Но вот как-то в воскресенье я отправился на базар.

Предстоял праздник — Новый год. С длинным наказом Любочки, в радостном, приподнятом настроении я шел по красивой дороге — мимо бывшей Пятницкой церкви, сильно взорванной. Но белый снег укрыл тяжелые раны войны, и казалось, что это не разруха, а холмы и пушистые взгорья, а под ними чистота и, возможно, будущая трава и цветы.

Почему-то пришел на ум Диденко с его мнением насчет Бога. Ну, разве непонятно, если б Бог был, как он затуманивал детям головы, разве ж Он допустил бы такую войну? Не допустил бы. Простая логика. Я даже постоял секунду и про себя твердо сказал в адрес Диденко: «Без логики все может сойтись. Любые концы с любыми концами. А с логикой — нет. С логикой мозги не задуришь».

И тут на меня налетела Лаевская. Во всей своей красе. Лиса вокруг шеи, пуховый платок, хорошее пальто сильно в талию. Белые бурки с коричневой отделкой. Причем на каблучках. Вот она на этих каблучках и не удержалась, поскользнулась. И уцепилась за меня.

Подвела вверх глаза и вскрикнула:

— Ой, товарищ Цупкой!

— Цупкой, лично Цупкой, — говорю, — а кто ж еще вас, Полина Львовна, серденько, поддержит, чтоб вы не гепнулись! — засмеялся я от души.

Было хорошее настроение.

Лаевская улыбнулась во весь накрашенный рот, я увидел золотую коронку. А раньше не было. Я б заметил. Важная примета.

— Михаил Иванович! Я как раз к вам собиралась. К празднику что-нибудь принести.

И так сказала, вроде милостыню посулила.

Я сурово ответил:

— Ничего нам не надо. У нас все есть. Дети сыты, одеты, обуты. Спасибо.
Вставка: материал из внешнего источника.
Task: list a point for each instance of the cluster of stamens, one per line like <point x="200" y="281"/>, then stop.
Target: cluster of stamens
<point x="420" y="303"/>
И двинулся дальше своей дорогой.

Но Лаевская не отпустила.

Тянула назад за локоть:

— Я не только от себя. Я от людей. И Евочка Воробейчик кое-что хочет передать. Помните Евочку? Сестричку бедной Лилечки? Помните?

И по своей привычке полезла мне своими краснючими губами прямо в лицо. Фиксой блестит. Зрачками. Страх!

Я остановился:

— Ну что ж, заходите. Вечером мы всегда дома. Гулять холодно. Заходите. Только ненадолго. Ёська приболел. И Ганнуся бухикает.

Лаевская понимающе закивала и уже вслед мне крикнула шепотом:

— Вы прямо герой, Михаил Иванович! Прямо герой. Я всем рассказываю. Вы прямо герой. Чистый герой. Чистисенький. Ага.

Сколько она еще раз повторяла про героя, не знаю. Уши мне сразу заложило, вроде взрывом.

Пришла Полина Львовна за два дня до нового, 1953, года. Вечером. Часов в десять. То есть в двадцать два. Так поздно порядочные люди в семейный дом не припираются. Даже по поводу гостинцев.

Посюсюкала над детьми — те уже спали, как положено. Особенно умилялась по адресу Иосифа. Понятно — сирота. Сироте — первая ложка, как говорят в народе. И правильно. А как же.